Discussion Forum

Performance Issue with Inferred Relationship

Below given is a schema with profiles, posts and comments.
In plain terms, profiles contain posts. Posts contain comments. Comments contain Comments.

facebookID is the ID of an object itself. objectId is the ID of the enclosing object.

:

define

authorship
    sub relationship,
    relates author,
    relates authored,
    relates object;
author sub role;
authored sub role;
object sub role;

node sub entity;
facebookId sub attribute datatype string;
objectId sub attribute datatype string;

profile
    sub node,
    plays author,
    plays object,
    has facebookId;

post
    sub node,
    plays authored,
    plays object,
    has facebookId,
    has objectId;

comment
    sub node,
    plays authored,
    plays object,
    has facebookId,
    has objectId;

authored_object sub rule
when {
    $object has facebookId $objectId;
    $authored has objectId $authoredObjectId;
    $authoredObjectId val = $objectId;
}
then {
    (object: $object, authored: $authored) isa authorship;
};

I have a really small dataset on my machine:

>>> match $x isa profile; aggregate count;
30
>>> match $x isa post; aggregate count;
738
>>> match $x isa comment; aggregate count;
584

I get a really slow response, when I know ask for

match $x isa authorship; limit 20; get;

On my machine, this takes 20 seconds.

No answer here?

I have concerns about inferred relationship perfomance too.

I have a graph with around 500.000 companies and 600.000 company owners.
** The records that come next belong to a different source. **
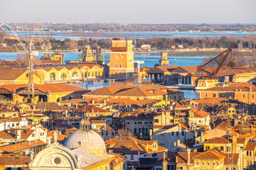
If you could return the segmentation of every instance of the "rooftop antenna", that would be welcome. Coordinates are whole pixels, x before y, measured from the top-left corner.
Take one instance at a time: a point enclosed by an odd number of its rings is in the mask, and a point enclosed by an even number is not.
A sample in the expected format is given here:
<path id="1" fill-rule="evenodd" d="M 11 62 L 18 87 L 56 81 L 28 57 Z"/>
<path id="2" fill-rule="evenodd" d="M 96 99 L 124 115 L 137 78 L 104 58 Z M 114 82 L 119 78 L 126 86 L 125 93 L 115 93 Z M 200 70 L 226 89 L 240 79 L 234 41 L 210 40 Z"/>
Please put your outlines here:
<path id="1" fill-rule="evenodd" d="M 28 50 L 28 101 L 31 102 L 31 99 L 35 97 L 34 84 L 33 82 L 33 57 L 31 55 L 31 42 L 29 41 L 29 50 Z"/>

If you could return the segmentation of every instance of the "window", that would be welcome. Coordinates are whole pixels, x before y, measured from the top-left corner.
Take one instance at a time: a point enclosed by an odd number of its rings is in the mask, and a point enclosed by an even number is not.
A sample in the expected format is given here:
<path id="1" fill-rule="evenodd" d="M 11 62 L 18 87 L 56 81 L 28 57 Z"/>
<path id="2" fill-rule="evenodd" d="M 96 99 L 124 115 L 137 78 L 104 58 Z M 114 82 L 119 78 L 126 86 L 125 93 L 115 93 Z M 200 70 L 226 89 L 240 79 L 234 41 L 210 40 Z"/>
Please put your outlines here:
<path id="1" fill-rule="evenodd" d="M 224 147 L 220 147 L 220 151 L 224 151 Z"/>
<path id="2" fill-rule="evenodd" d="M 246 155 L 247 155 L 247 157 L 252 157 L 252 152 L 251 152 L 250 151 L 247 151 L 247 152 L 246 152 Z"/>

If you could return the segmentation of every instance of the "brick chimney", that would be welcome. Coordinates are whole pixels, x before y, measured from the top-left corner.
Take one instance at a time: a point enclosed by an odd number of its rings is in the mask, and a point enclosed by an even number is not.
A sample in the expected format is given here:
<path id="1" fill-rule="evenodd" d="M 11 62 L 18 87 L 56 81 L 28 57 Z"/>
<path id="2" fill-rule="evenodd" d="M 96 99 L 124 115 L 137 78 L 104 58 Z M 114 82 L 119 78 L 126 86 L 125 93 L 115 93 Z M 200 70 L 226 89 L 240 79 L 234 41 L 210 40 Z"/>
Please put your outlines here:
<path id="1" fill-rule="evenodd" d="M 190 164 L 191 160 L 190 160 L 190 154 L 191 154 L 191 149 L 187 149 L 187 154 L 188 154 L 188 164 Z"/>

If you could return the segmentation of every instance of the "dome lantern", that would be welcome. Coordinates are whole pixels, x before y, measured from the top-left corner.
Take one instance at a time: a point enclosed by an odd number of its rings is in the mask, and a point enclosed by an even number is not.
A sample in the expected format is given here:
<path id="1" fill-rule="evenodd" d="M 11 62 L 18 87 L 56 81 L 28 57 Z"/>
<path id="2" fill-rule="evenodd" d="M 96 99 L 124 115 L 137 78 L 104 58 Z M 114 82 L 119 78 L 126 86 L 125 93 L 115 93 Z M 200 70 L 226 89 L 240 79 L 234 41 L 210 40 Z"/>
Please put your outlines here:
<path id="1" fill-rule="evenodd" d="M 89 119 L 85 117 L 83 119 L 81 120 L 80 123 L 80 130 L 91 130 L 91 123 Z"/>

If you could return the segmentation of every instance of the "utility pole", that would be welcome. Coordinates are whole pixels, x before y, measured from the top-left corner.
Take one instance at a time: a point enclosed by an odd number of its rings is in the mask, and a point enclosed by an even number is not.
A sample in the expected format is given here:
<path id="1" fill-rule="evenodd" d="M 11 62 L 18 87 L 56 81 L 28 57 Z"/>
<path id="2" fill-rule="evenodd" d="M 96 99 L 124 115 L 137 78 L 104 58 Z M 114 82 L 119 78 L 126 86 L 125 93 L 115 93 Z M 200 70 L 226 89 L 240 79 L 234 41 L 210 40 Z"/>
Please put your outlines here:
<path id="1" fill-rule="evenodd" d="M 28 101 L 31 102 L 35 97 L 34 84 L 33 82 L 33 57 L 31 54 L 31 40 L 29 41 L 28 50 Z"/>

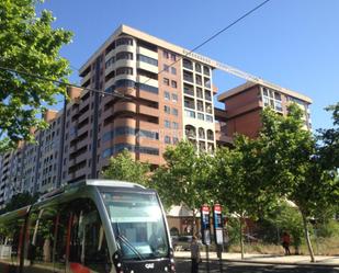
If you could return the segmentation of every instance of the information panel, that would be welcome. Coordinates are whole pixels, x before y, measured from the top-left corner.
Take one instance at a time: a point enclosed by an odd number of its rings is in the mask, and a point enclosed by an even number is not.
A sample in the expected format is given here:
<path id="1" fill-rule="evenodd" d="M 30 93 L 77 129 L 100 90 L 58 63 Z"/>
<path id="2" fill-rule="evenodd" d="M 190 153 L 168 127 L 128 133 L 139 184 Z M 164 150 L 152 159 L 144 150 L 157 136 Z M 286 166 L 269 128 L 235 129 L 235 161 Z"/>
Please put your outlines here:
<path id="1" fill-rule="evenodd" d="M 224 235 L 223 235 L 223 214 L 222 206 L 219 204 L 215 204 L 213 206 L 213 231 L 214 231 L 214 240 L 216 244 L 223 244 Z"/>
<path id="2" fill-rule="evenodd" d="M 210 219 L 210 207 L 202 205 L 201 207 L 201 234 L 202 241 L 204 244 L 211 244 L 211 219 Z"/>

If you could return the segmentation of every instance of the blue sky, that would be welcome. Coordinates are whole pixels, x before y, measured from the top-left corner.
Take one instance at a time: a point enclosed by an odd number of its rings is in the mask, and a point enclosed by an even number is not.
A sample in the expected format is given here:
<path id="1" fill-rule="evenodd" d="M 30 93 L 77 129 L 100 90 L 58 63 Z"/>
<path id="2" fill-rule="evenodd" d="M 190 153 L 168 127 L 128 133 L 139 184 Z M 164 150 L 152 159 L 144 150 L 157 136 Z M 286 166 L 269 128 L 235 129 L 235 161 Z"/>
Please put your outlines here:
<path id="1" fill-rule="evenodd" d="M 61 50 L 75 69 L 122 23 L 191 49 L 262 1 L 47 0 L 38 9 L 75 33 Z M 271 0 L 197 53 L 310 96 L 314 129 L 329 127 L 324 107 L 339 101 L 338 14 L 338 0 Z M 242 82 L 214 73 L 219 92 Z"/>

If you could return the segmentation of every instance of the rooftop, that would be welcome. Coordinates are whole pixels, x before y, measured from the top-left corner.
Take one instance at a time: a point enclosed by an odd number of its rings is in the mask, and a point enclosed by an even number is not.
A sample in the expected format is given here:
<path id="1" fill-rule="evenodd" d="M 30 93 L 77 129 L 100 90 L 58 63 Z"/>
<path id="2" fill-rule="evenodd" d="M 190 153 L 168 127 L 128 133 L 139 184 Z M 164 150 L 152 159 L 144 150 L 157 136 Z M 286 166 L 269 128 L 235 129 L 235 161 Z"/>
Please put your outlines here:
<path id="1" fill-rule="evenodd" d="M 236 88 L 233 88 L 233 89 L 229 89 L 229 90 L 223 92 L 222 94 L 219 94 L 217 96 L 217 100 L 219 102 L 223 102 L 226 99 L 228 99 L 228 98 L 230 98 L 233 95 L 239 94 L 239 93 L 241 93 L 241 92 L 244 92 L 244 91 L 246 91 L 246 90 L 248 90 L 248 89 L 250 89 L 252 87 L 256 87 L 256 86 L 261 86 L 261 87 L 265 87 L 265 88 L 269 88 L 269 89 L 273 89 L 275 91 L 280 91 L 283 94 L 291 95 L 293 98 L 296 98 L 296 99 L 300 99 L 302 101 L 305 101 L 305 102 L 307 102 L 309 104 L 313 102 L 310 98 L 308 98 L 308 96 L 306 96 L 304 94 L 301 94 L 298 92 L 292 91 L 290 89 L 282 88 L 282 87 L 275 86 L 275 84 L 274 84 L 274 87 L 272 87 L 271 84 L 267 84 L 264 82 L 259 84 L 259 83 L 250 82 L 250 81 L 247 81 L 244 84 L 240 84 L 240 86 L 238 86 Z"/>
<path id="2" fill-rule="evenodd" d="M 172 43 L 169 43 L 165 39 L 155 37 L 152 35 L 149 35 L 145 32 L 138 31 L 136 29 L 133 29 L 131 26 L 124 25 L 122 24 L 121 26 L 118 26 L 113 34 L 99 47 L 99 49 L 84 62 L 84 65 L 80 68 L 79 73 L 81 75 L 81 72 L 83 70 L 86 70 L 86 68 L 88 67 L 89 64 L 91 64 L 95 58 L 98 58 L 98 56 L 120 35 L 122 34 L 127 34 L 131 35 L 133 37 L 137 37 L 139 39 L 146 41 L 148 43 L 155 44 L 161 48 L 166 48 L 170 52 L 177 53 L 181 56 L 185 56 L 188 55 L 188 58 L 194 59 L 196 61 L 200 61 L 204 65 L 208 65 L 213 68 L 215 68 L 217 66 L 217 61 L 210 59 L 203 55 L 196 54 L 196 53 L 190 53 L 190 49 L 183 48 L 181 46 L 177 46 Z M 190 53 L 190 54 L 189 54 Z"/>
I created an inference rule for identifying people that owns the same company. When I ran for a small sample it was kind of OK, less than 10s . For the whole dataset, it took around 10 minutes and failed. In workbase the message was:

“Could not execute operation due to backend exception. Please check server logs for the stack trace.”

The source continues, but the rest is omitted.